[英]How do I iterate through a nested dict/hash-map in Clojure to custom-flatten/transform my data structure?
I have something that looks like this: 我有这样的东西:
{:person-123 {:xxx [1 5]
:zzz [2 3 4]}
:person-456 {:yyy [6 7]}}
And I want to transform it so it looks like this: 我想对其进行转换,使其看起来像这样:
[{:person "123" :item "xxx"}
{:person "123" :item "zzz"}
{:person "456" :item "yyy"}]
This is a flatten
-like problem, and I know I can convert the keywords into strings by calling name
on them, but I couldn't come across a convenient way to do this. 这是一个类似
flatten
的问题,我知道可以通过在关键字上调用name
来将关键字转换为字符串,但是我无法找到一种方便的方法来实现。
This is how I did it, but it seems inelegant (nested for
loops, I'm looking at you): 这是我做到了,但似乎不雅(嵌套
for
循环,我看着你):
(require '[clojure.string :refer [split]])
(into []
(apply concat
(for [[person nested-data] input-data]
(for [[item _] nested-data]
{:person (last (split (name person) #"person-"))
:item (name item)}))))
Your solution is not too bad, as for the nested for loops, well for
actually supports nested loops, so you could write it as: 您的解决方案是不是太糟糕,对于嵌套的for循环,以及
for
实际支持嵌套循环,所以你可以把它写成:
(vec
(for [[person nested-data] input-data
[item _] nested-data]
{:person (last (clojure.string/split (name person) #"person-"))
:item (name item)}))
personally, I tend to use for
exclusively for that purpose (nested loops), otherwise I am usually more comfortable with map
et al. 就个人而言,我倾向于使用
for
专门用于这一目的(嵌套循环),否则我通常更舒适的map
等。 But thats just a personal preference. 但这只是个人喜好。
I also very much agree with @amalloy's comment on the question, I would put some effort into having a better looking map structure to begin with. 我也非常同意@amalloy对这个问题的评论,因此我将付出一些努力来使地图结构看起来更好。
(let [x {:person-123 {:xxx [1 5]
:zzz [2 3 4]}
:person-456 {:yyy [6 7]}}]
(clojure.pprint/pprint
(mapcat
(fn [[k v]]
(map (fn [[k1 v1]]
{:person (clojure.string/replace (name k) #"person-" "") :item (name k1)}) v))
x))
)
I am not sure if there is a single high-order function, at least in the core, that does what you want in one go. 我不确定至少在核心中是否有单个高阶函数可以一次性完成您想要的。
On the other hand, similar methods exist in GNU R reshape library, which, by the way, has been recreated for clojure: https://crossclj.info/ns/grafter/0.8.6/grafter.tabular.melt.html#_melt-column-groups which might interest you. 另一方面,GNU R重塑库中存在类似的方法,顺便说一下,它已经为clojure重新创建: https : //crossclj.info/ns/grafter/0.8.6/grafter.tabular.melt.html# _melt-column-groups可能会让您感兴趣。

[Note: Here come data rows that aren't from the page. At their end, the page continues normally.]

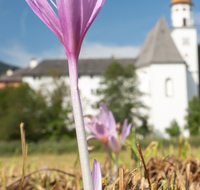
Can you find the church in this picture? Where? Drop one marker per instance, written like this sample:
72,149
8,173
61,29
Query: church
168,67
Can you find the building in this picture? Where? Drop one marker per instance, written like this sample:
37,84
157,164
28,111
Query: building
14,75
167,69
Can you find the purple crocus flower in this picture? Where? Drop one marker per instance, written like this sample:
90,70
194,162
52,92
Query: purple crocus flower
96,176
70,26
115,142
103,126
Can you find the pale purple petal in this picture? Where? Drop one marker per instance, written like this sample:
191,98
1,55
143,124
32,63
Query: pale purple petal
125,131
96,176
104,112
107,118
112,123
100,129
114,143
70,20
45,12
97,8
90,125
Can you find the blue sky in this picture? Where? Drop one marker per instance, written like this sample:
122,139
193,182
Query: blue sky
119,30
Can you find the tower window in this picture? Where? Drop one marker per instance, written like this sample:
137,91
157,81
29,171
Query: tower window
184,22
169,89
186,41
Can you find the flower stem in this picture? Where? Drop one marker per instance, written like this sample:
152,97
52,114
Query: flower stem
109,158
80,128
115,167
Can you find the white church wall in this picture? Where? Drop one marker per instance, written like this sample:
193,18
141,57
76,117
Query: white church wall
179,12
87,85
168,104
186,42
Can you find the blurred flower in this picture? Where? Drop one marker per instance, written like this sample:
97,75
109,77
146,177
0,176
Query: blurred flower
70,26
96,176
101,127
116,142
75,18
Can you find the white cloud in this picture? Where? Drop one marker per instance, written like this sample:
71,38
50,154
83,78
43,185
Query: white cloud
18,55
98,50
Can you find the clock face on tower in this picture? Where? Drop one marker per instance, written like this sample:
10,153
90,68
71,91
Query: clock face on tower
181,1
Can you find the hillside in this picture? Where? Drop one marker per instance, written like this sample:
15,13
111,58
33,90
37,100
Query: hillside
4,67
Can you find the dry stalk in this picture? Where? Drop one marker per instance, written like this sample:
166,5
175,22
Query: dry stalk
187,176
174,182
24,153
138,145
180,143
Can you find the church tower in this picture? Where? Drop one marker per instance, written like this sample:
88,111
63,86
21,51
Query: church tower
184,34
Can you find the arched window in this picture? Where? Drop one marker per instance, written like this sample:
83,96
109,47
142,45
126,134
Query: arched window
184,22
169,88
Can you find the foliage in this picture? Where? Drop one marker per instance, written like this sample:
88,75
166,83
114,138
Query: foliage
144,128
44,115
120,93
193,116
173,130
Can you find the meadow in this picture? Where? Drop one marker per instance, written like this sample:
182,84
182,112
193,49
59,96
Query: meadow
60,169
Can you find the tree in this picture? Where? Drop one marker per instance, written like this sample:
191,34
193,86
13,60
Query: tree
119,91
45,113
173,130
193,116
18,105
59,108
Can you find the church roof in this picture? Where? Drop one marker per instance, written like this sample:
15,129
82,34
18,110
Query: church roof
85,66
159,47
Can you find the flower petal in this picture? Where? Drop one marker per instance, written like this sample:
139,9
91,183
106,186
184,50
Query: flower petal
96,176
125,131
114,143
45,12
97,8
76,16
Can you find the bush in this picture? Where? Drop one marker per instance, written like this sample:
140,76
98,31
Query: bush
193,116
46,116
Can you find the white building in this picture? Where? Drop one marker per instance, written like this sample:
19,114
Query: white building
167,69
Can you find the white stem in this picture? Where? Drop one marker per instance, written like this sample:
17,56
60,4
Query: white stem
115,167
80,128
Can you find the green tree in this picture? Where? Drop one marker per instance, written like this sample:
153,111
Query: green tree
119,89
193,116
173,130
59,109
18,105
46,113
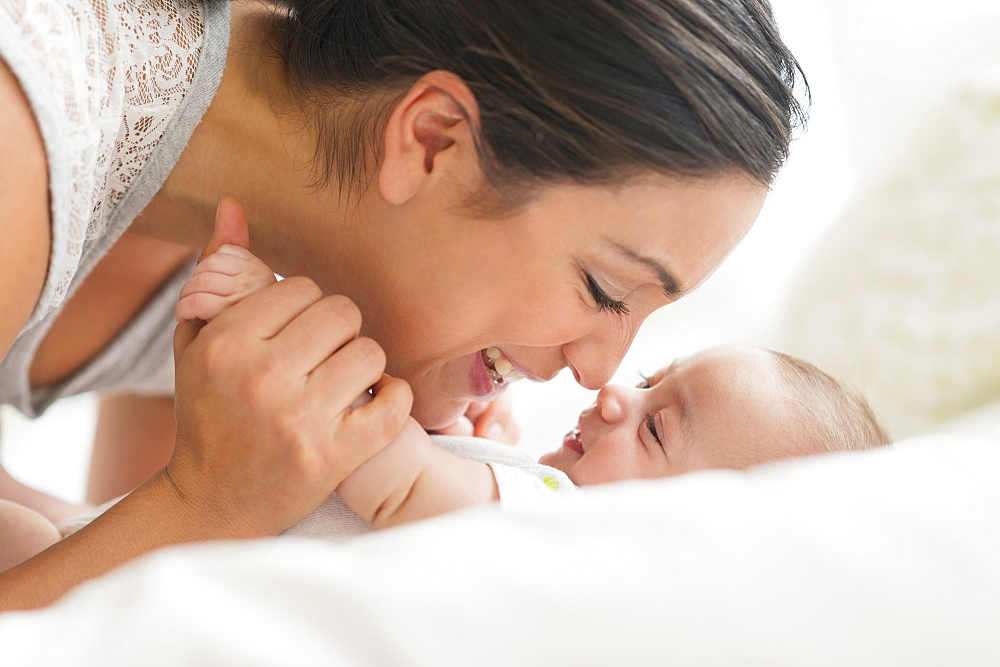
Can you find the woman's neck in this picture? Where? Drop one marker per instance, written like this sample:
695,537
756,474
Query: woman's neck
255,145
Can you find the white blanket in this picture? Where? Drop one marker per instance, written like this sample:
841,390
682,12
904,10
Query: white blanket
885,558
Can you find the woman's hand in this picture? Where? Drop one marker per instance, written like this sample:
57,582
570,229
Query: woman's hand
491,420
265,427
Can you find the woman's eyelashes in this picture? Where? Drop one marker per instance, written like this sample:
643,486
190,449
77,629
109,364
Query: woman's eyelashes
651,425
604,302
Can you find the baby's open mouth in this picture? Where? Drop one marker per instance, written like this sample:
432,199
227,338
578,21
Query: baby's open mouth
499,368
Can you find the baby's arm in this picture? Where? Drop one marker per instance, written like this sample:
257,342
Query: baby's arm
412,478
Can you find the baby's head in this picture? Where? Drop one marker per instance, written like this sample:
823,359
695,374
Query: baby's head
725,407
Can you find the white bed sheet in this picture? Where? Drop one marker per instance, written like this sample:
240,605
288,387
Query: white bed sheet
885,558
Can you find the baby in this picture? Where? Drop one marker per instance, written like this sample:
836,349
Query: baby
725,407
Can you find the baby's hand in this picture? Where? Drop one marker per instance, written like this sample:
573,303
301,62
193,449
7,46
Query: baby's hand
220,280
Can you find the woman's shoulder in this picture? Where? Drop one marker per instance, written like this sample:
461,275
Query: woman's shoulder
106,83
24,201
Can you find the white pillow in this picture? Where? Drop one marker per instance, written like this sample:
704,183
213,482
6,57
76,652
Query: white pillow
902,297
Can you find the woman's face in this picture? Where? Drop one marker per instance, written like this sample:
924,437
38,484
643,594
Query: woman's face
564,282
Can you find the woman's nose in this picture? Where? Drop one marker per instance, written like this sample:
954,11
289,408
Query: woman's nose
610,404
594,358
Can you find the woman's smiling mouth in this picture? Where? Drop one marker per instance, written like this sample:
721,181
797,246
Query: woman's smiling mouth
500,369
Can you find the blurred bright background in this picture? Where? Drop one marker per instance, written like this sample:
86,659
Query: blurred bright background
872,65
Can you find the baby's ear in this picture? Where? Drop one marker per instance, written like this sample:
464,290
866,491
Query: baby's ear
231,227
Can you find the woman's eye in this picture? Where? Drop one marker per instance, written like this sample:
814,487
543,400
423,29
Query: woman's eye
603,301
651,425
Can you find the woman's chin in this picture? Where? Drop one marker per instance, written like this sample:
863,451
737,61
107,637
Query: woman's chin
434,416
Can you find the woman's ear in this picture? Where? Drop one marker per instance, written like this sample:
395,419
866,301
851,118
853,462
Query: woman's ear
428,132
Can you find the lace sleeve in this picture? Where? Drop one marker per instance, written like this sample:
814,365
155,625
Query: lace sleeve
104,79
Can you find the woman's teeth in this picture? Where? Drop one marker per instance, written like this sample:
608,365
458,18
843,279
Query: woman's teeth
500,369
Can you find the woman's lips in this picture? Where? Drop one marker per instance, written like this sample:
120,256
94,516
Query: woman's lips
484,387
572,442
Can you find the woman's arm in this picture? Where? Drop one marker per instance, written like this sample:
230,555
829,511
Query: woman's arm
134,438
265,433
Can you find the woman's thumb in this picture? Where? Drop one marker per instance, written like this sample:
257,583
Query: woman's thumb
231,227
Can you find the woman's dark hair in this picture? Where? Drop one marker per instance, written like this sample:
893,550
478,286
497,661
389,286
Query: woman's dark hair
581,91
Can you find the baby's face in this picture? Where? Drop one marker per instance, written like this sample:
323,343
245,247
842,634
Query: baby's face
726,407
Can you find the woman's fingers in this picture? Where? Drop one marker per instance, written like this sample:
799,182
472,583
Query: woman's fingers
322,329
337,380
231,227
376,422
266,430
264,314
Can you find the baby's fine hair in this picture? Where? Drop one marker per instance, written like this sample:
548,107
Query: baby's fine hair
586,92
841,418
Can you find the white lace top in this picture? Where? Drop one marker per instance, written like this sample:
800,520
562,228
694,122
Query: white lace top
117,87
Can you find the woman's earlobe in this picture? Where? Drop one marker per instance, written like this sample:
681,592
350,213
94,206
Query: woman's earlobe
429,120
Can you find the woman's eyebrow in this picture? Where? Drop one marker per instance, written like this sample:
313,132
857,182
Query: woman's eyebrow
668,283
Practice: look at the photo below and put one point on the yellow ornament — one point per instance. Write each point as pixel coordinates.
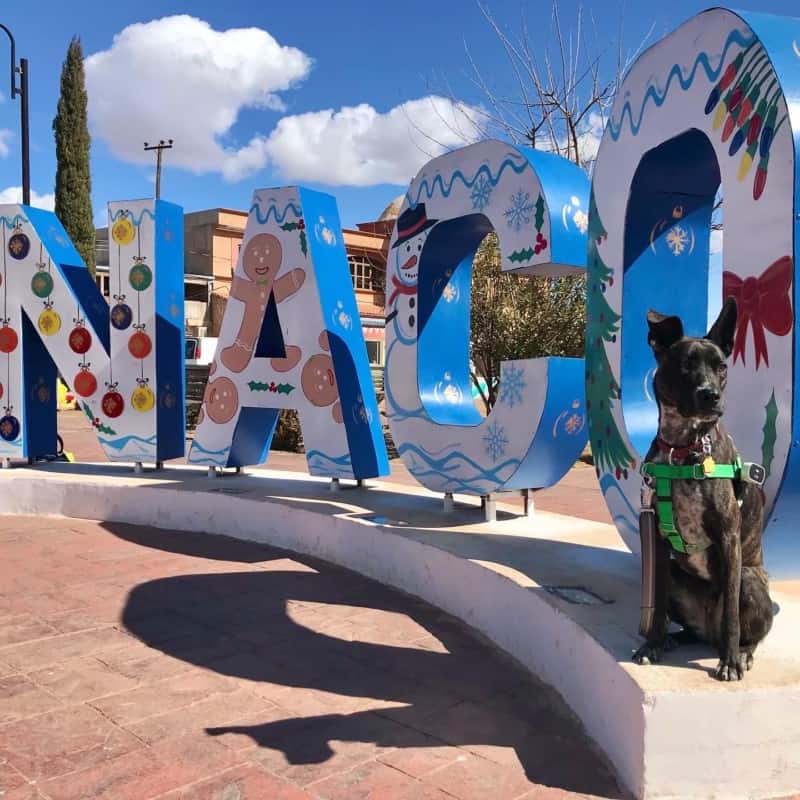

This is how it works in Gnu R: http://www.statmethods.net/management/reshape.html 这就是它在Gnu R中的工作方式: http : //www.statmethods.net/management/reshape.html
Lots of good solutions so far. 到目前为止,有很多好的解决方案。 All I would add is a simplification with
keys
: 我要添加的只是
keys
的简化:
(vec
(for [[person nested-data] input-data
item (map name (keys nested-data))]
{:person (clojure.string/replace-first
(name person)
#"person-" "")
:item item}))
Note btw the near universal preference for replace over last/split. 注意顺便说一句,是普遍优先选择last / split。 Guessing the spirit of the transformation is "lose the leading person- prefix",
replace
says that better. 猜测转变的精神是“失去领导者前缀”,而
replace
则更好。 If OTOH the spirit is "find the number and use that", a bit of regex to isolate the digits would be truer. 如果OTOH的精神是“找到数字并使用该数字”,那么使用正则表达式隔离数字将更为真实。
(reduce-kv (fn [ret k v]
(into ret (map (fn [v-k]
{:person (last (str/split (name k) #"-"))
:item (name v-k)})
(keys v))))
[]
{:person-123 {:xxx [1 5] :zzz [2 3 4]}
:person-456 {:yyy [6 7]}})
=> [{:person "123", :item "xxx"}
{:person "123", :item "zzz"}
{:person "456", :item "yyy"}]
Here are three solutions. 这是三个解决方案。
The first solution uses Python-style lazy generator functions via lazy-gen
and yield
functions from the Tupelo library . 第一个解决方案通过
lazy-gen
和Tupelo库中的 yield
函数使用Python风格的惰性生成器函数。 I think this method is the simplest since the inner loop produces maps and the outer loop produces a sequence. 我认为这种方法是最简单的,因为内部循环生成映射,而外部循环生成序列。 Also, the inner loop can run zero, one, or multiple times for each outer loop.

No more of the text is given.